All teachers know that their learning about teaching doesn’t stop at the end of their degree or PGCE. As well as developing their own classroom experience, most teachers are genuinely interested in continuing to explore ideas and research.
It can be hard to decide which books to prioritise, so why not look at some recommended titles here:
The Future of Teaching
This is an interesting take on teaching written by Prof Guy Claxton, a cognitive scientist who has some divisive opinions. His critical approach has caused some controversy on social media and the headlines created have certainly brought his book to the attention of many within the profession.
Claxton uses his knowledge to question the use of cognitive science in policymaking that dictates a particular teaching style. With the new Early Years Curriculum coming into play this year it is a very topical subject within the profession.
How Learning Happens
Paul Kirschner and Carl Hendrick have rigorously compiled what they consider to be the most important research publications in the psychology of education and gone on to provide a summary of the conclusions for each with some practical suggestions for teachers to use in the classroom.

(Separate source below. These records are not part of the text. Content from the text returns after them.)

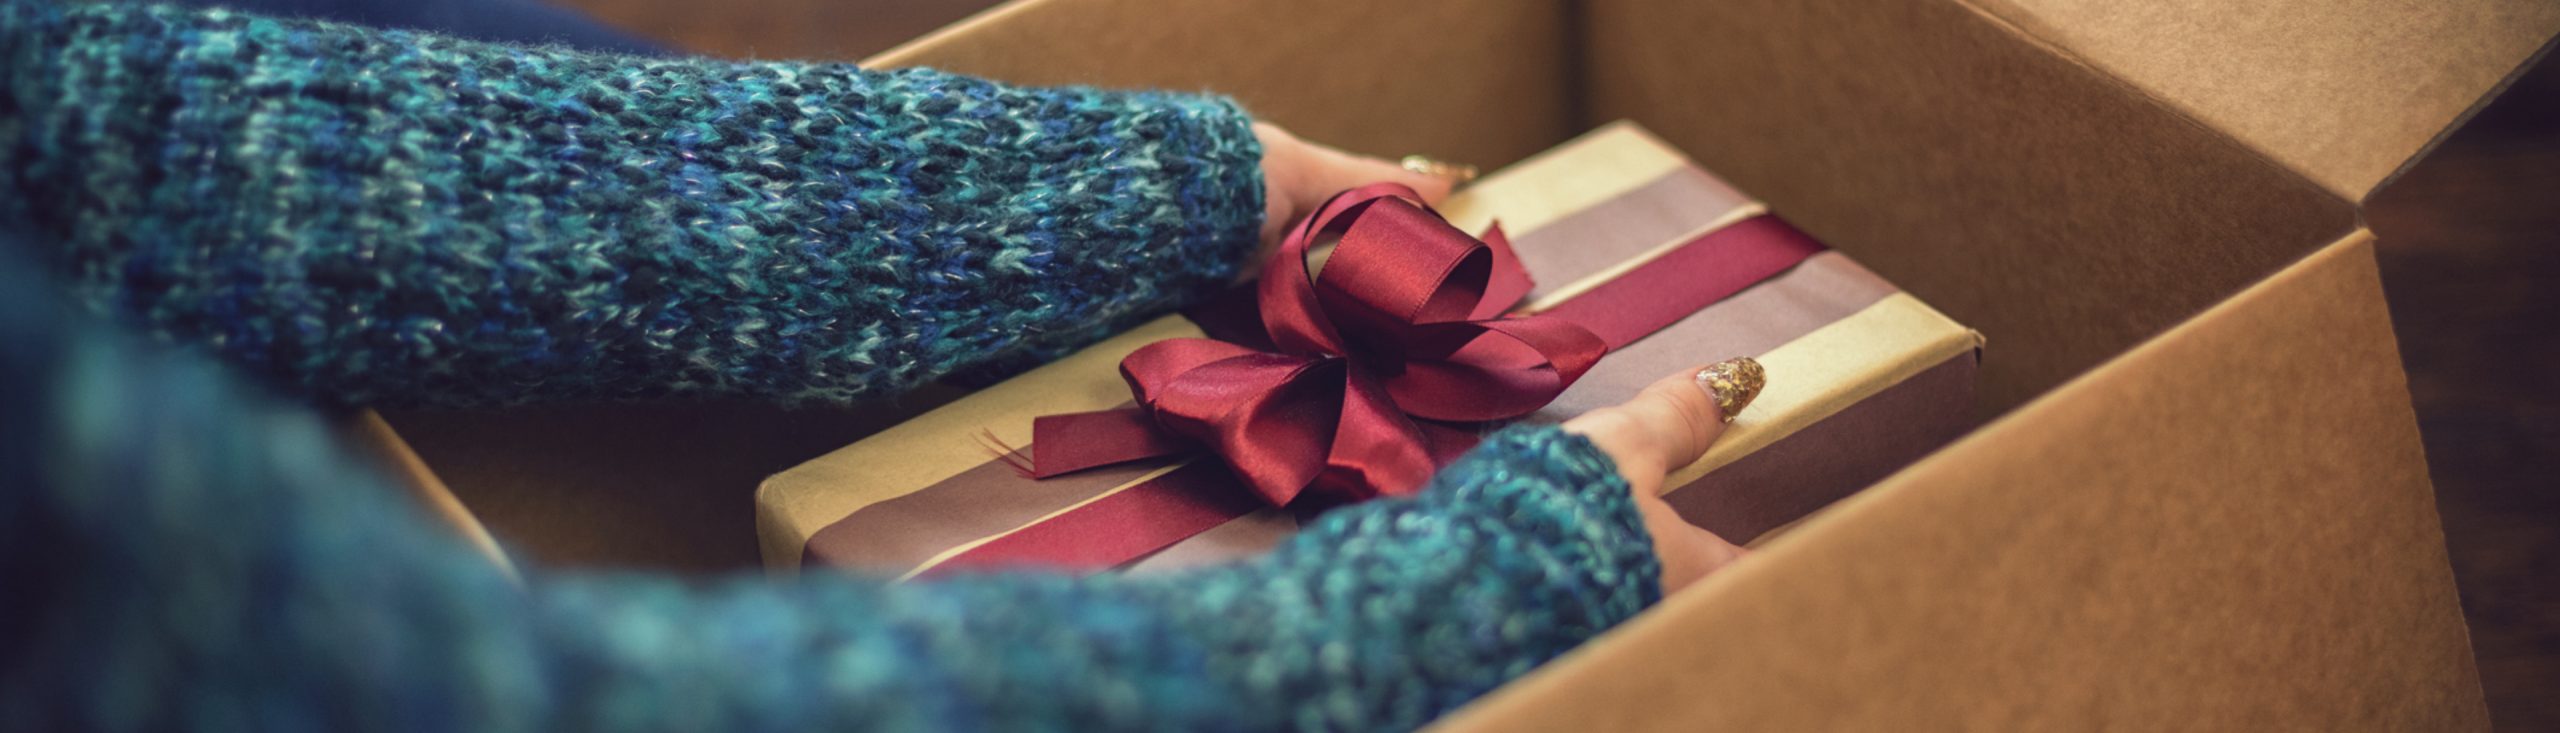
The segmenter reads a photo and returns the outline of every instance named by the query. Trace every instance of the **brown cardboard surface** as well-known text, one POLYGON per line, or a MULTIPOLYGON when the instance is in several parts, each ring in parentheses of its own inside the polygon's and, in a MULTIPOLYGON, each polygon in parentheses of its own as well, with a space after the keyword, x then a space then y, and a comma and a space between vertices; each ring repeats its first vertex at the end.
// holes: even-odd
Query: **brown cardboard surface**
POLYGON ((2352 228, 2353 207, 1946 0, 1593 0, 1593 112, 1989 335, 1997 414, 2352 228))
POLYGON ((1490 170, 1579 132, 1570 3, 1022 0, 864 61, 1214 89, 1350 150, 1490 170))
MULTIPOLYGON (((2543 11, 1973 1, 1026 0, 874 61, 1486 165, 1631 117, 1998 346, 1984 408, 2025 407, 1450 727, 2484 727, 2367 235, 2321 247, 2543 11)), ((552 410, 394 422, 572 555, 743 511, 696 463, 850 439, 552 410)))
POLYGON ((2361 201, 2560 33, 2551 0, 1975 0, 2361 201))
POLYGON ((1457 730, 2487 725, 2356 232, 1457 730))

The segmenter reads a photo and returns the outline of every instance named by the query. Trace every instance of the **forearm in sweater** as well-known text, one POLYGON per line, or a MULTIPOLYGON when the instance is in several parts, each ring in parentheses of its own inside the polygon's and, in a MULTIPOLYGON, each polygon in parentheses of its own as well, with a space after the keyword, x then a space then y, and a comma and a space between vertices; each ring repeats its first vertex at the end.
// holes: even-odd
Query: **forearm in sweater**
POLYGON ((347 403, 845 401, 1225 282, 1214 97, 0 0, 0 219, 82 298, 347 403))
POLYGON ((5 260, 0 729, 1403 729, 1660 592, 1552 427, 1180 574, 518 589, 306 410, 66 326, 5 260))

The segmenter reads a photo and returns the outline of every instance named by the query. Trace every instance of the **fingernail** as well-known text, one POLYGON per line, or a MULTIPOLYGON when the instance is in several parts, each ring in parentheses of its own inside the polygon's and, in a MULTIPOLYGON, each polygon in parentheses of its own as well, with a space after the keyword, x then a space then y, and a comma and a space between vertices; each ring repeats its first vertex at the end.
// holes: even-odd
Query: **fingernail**
POLYGON ((1760 362, 1741 356, 1698 370, 1697 381, 1698 388, 1716 401, 1716 410, 1724 413, 1724 421, 1733 422, 1733 416, 1742 414, 1742 408, 1760 397, 1760 388, 1768 386, 1769 372, 1760 368, 1760 362))
POLYGON ((1404 166, 1405 170, 1422 175, 1446 178, 1462 186, 1476 179, 1475 166, 1433 160, 1421 155, 1404 156, 1404 161, 1398 165, 1404 166))

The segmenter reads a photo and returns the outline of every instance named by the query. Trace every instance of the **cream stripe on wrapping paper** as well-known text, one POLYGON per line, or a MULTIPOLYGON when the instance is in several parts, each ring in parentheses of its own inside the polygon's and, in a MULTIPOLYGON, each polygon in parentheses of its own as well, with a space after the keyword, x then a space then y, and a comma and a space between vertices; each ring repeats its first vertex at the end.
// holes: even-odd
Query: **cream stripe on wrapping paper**
MULTIPOLYGON (((1449 201, 1443 203, 1437 208, 1441 212, 1441 215, 1446 217, 1451 224, 1468 232, 1483 231, 1486 226, 1494 223, 1494 212, 1500 212, 1500 223, 1502 224, 1504 231, 1512 234, 1527 234, 1529 232, 1537 231, 1541 227, 1553 224, 1567 216, 1571 216, 1576 212, 1599 205, 1600 203, 1609 201, 1610 199, 1626 195, 1628 192, 1646 184, 1650 184, 1672 171, 1679 170, 1687 164, 1688 160, 1682 157, 1678 151, 1673 150, 1669 145, 1663 144, 1660 140, 1657 140, 1651 135, 1645 133, 1642 128, 1623 122, 1616 123, 1603 127, 1599 130, 1595 130, 1580 139, 1558 146, 1553 150, 1522 160, 1521 162, 1506 167, 1491 176, 1487 176, 1478 181, 1476 185, 1469 187, 1466 191, 1451 197, 1449 201)), ((1709 225, 1700 231, 1712 231, 1715 228, 1722 227, 1732 222, 1749 218, 1751 214, 1756 214, 1764 210, 1765 207, 1761 207, 1758 204, 1751 204, 1743 207, 1742 210, 1738 210, 1733 214, 1728 214, 1725 217, 1718 219, 1714 224, 1709 225)), ((1586 278, 1583 281, 1576 282, 1574 285, 1561 289, 1558 292, 1579 293, 1584 290, 1588 290, 1592 285, 1596 285, 1608 278, 1616 277, 1628 269, 1634 268, 1636 265, 1650 261, 1654 257, 1658 257, 1662 253, 1670 251, 1673 245, 1687 241, 1689 237, 1694 236, 1696 236, 1695 233, 1684 235, 1680 240, 1666 243, 1665 246, 1630 260, 1624 265, 1594 274, 1593 276, 1586 278)), ((1557 298, 1550 297, 1547 300, 1553 301, 1557 300, 1557 298)), ((1173 320, 1179 320, 1179 317, 1176 317, 1173 320)), ((1186 321, 1184 325, 1188 326, 1189 323, 1186 321)), ((1114 341, 1117 341, 1117 339, 1114 339, 1114 341)), ((1153 341, 1153 339, 1149 339, 1149 341, 1153 341)), ((1116 349, 1112 350, 1117 351, 1116 349)), ((1118 362, 1118 357, 1115 356, 1112 361, 1116 364, 1118 362)), ((1116 378, 1119 374, 1118 370, 1107 369, 1105 372, 1114 377, 1114 379, 1111 380, 1111 383, 1114 387, 1120 389, 1119 394, 1121 400, 1116 400, 1110 404, 1088 409, 1104 409, 1111 405, 1120 404, 1120 401, 1125 401, 1127 397, 1126 385, 1116 378)), ((971 399, 975 398, 972 397, 971 399)), ((1020 416, 1016 420, 1016 422, 1022 424, 1023 432, 1026 433, 1026 436, 1024 437, 1025 442, 1029 440, 1027 433, 1029 432, 1028 426, 1030 418, 1037 417, 1041 414, 1048 413, 1027 414, 1020 416)), ((999 434, 1001 435, 1001 433, 999 434)), ((1010 438, 1008 438, 1008 442, 1010 442, 1010 438)), ((1020 445, 1021 443, 1013 444, 1020 445)), ((1069 511, 1074 511, 1076 508, 1082 507, 1086 504, 1101 501, 1114 494, 1136 488, 1139 484, 1146 483, 1158 476, 1171 473, 1174 469, 1189 465, 1189 463, 1189 460, 1179 461, 1173 465, 1150 471, 1146 475, 1137 479, 1114 486, 1108 491, 1096 494, 1084 501, 1077 502, 1073 506, 1059 509, 1057 511, 1050 512, 1039 519, 1025 522, 1021 526, 1017 526, 1013 529, 997 534, 980 537, 958 547, 944 550, 924 561, 914 570, 907 571, 904 575, 899 576, 899 579, 904 580, 915 577, 918 574, 933 569, 935 566, 949 562, 952 558, 958 557, 980 545, 993 542, 1015 532, 1020 532, 1032 525, 1049 521, 1052 518, 1065 514, 1069 511)), ((965 471, 970 468, 974 468, 977 465, 977 463, 970 463, 960 466, 957 470, 952 471, 952 473, 957 474, 959 471, 965 471)), ((917 487, 917 489, 921 488, 923 488, 921 485, 917 487)), ((903 494, 906 492, 901 493, 903 494)), ((883 498, 885 499, 887 497, 883 498)), ((868 506, 870 503, 871 502, 865 502, 861 506, 868 506)), ((859 510, 861 506, 855 507, 855 510, 859 510)), ((850 514, 851 512, 848 511, 846 513, 850 514)), ((811 531, 814 532, 815 529, 812 528, 811 531)))
MULTIPOLYGON (((1503 229, 1521 235, 1623 196, 1688 164, 1678 151, 1641 128, 1613 123, 1486 176, 1439 210, 1451 223, 1469 232, 1482 231, 1498 212, 1503 229)), ((1749 208, 1757 209, 1756 204, 1749 208)), ((1738 219, 1728 216, 1717 225, 1738 219)), ((1684 236, 1679 241, 1686 239, 1684 236)), ((1676 243, 1666 243, 1665 248, 1626 266, 1577 281, 1562 292, 1588 289, 1584 283, 1615 277, 1676 243)), ((1180 316, 1160 318, 776 474, 758 489, 756 502, 756 521, 760 525, 757 535, 766 567, 778 573, 796 571, 809 538, 818 530, 865 507, 921 491, 985 464, 993 456, 978 441, 980 431, 992 433, 1007 445, 1026 445, 1031 442, 1033 418, 1108 409, 1127 402, 1129 388, 1119 372, 1122 358, 1163 339, 1200 336, 1199 327, 1189 320, 1180 316)), ((1170 471, 1171 467, 1164 470, 1170 471)), ((1147 478, 1161 473, 1150 473, 1147 478)), ((1114 487, 1076 506, 1125 491, 1137 483, 1114 487)), ((1043 517, 1033 523, 1045 520, 1043 517)), ((908 575, 1021 529, 1015 527, 947 550, 908 575)))
POLYGON ((1441 204, 1440 216, 1468 233, 1499 218, 1511 234, 1538 230, 1626 195, 1689 165, 1689 159, 1629 122, 1612 122, 1476 181, 1441 204))
POLYGON ((765 566, 798 570, 809 537, 819 529, 992 460, 994 454, 979 442, 980 431, 1006 445, 1028 445, 1032 418, 1129 401, 1129 385, 1120 381, 1122 358, 1157 341, 1202 335, 1181 316, 1158 318, 775 474, 756 490, 765 566))
MULTIPOLYGON (((1733 421, 1732 427, 1716 441, 1715 447, 1696 463, 1672 472, 1663 486, 1686 486, 1709 471, 1822 422, 1850 405, 1863 402, 1977 345, 1972 331, 1957 325, 1920 299, 1905 293, 1885 296, 1857 313, 1825 324, 1760 356, 1760 363, 1769 369, 1769 386, 1762 389, 1759 399, 1733 421), (1893 358, 1877 359, 1878 354, 1891 354, 1893 358), (1823 389, 1826 386, 1830 389, 1823 389)), ((1075 506, 945 550, 899 576, 899 579, 915 577, 979 545, 1020 532, 1076 507, 1136 488, 1189 463, 1189 460, 1184 460, 1150 471, 1075 506)))
POLYGON ((1760 397, 1705 456, 1671 472, 1662 485, 1686 486, 1980 345, 1971 329, 1919 298, 1885 296, 1756 357, 1769 372, 1760 397))
POLYGON ((1629 257, 1618 264, 1610 265, 1599 272, 1591 273, 1589 277, 1575 280, 1571 285, 1556 288, 1555 292, 1540 296, 1537 300, 1531 301, 1528 305, 1521 306, 1520 311, 1518 312, 1544 313, 1549 308, 1563 305, 1565 301, 1572 300, 1583 293, 1591 292, 1593 288, 1606 285, 1609 281, 1618 279, 1619 275, 1633 272, 1638 267, 1643 267, 1647 263, 1661 259, 1663 255, 1671 254, 1673 250, 1680 249, 1681 245, 1688 244, 1690 240, 1706 236, 1709 232, 1713 232, 1718 229, 1733 226, 1735 222, 1766 213, 1769 213, 1769 206, 1758 201, 1733 207, 1732 211, 1727 211, 1723 216, 1716 217, 1715 221, 1707 222, 1706 226, 1684 232, 1677 237, 1672 237, 1671 241, 1663 242, 1662 244, 1655 246, 1653 249, 1645 250, 1643 253, 1634 257, 1629 257))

This is an excellent book with distinct chapters that contain links to further reading, making this a very practical and accessible work for teachers to learn from.
The BASIC Coaching Method
Written and published by Andy Buck, a former headteacher, this is a guide for teachers and school leaders in the art of coaching.
It provides an excellent background in coaching with strategies for promoting coaching within schools. Designed with lots of interactive questions and self-evaluation it enables the reader to develop their techniques in coaching.
Stop Talking, Start Influencing
With 15 years of experience in conducting brain research, the author Jared Cooney Horvath is well qualified to advise on how people learn.
This book is a great read for those who are interested in finding out how to make their teaching more successful and get a deeper understanding of their students.
Classroom Observation 2.0
Despite a culture shift in the value of classroom observations for making judgements, observation is still very much a regular practice in most schools. This book, written by Prof Matt O’Leary, is an essential read for anyone who has responsibility for observing others.
Based on good research, it shows how effective observations can be when based on reliable evaluation methods. An excellent book for improving observation techniques and adding more value to the results.
Retrieval practice is a very topical idea in education. This book, by Kate Jones, a current teacher, is an excellent example of sharing peer knowledge and research findings to enhance practice.
It provides excellent evidence based ideas to help teachers in the classroom at primary and secondary to develop strategies for improving teaching, learning and long term memory.
This book, written in 2019 is by cognitive scientist Dr Pooja Agarwal and experienced teacher Dr Patrice Bain. Their collaboration led to a practical book that is full of research based ideas to bring easily implemented ideas to be applied in the classroom.
This very accessible book by Tom Sherrington and Oliver Caviglioli presents 50 ideas divided into bite sized chunks with illustrations to inform teachers and provide a range of resources to use in class.
Easy to dip into but backed up by educational research it is a great one for teachers to have in their toolkit.
Connect the Dots
Tricia Taylor wrote this book in 2019 to explore the connection between relationships, memory and mindsets in relation to learning.
Based on excellent research in the field it contains useful guides for leaders to enable them to develop CPD training for staff as well as making it a great read for those teachers interested in cognitive science.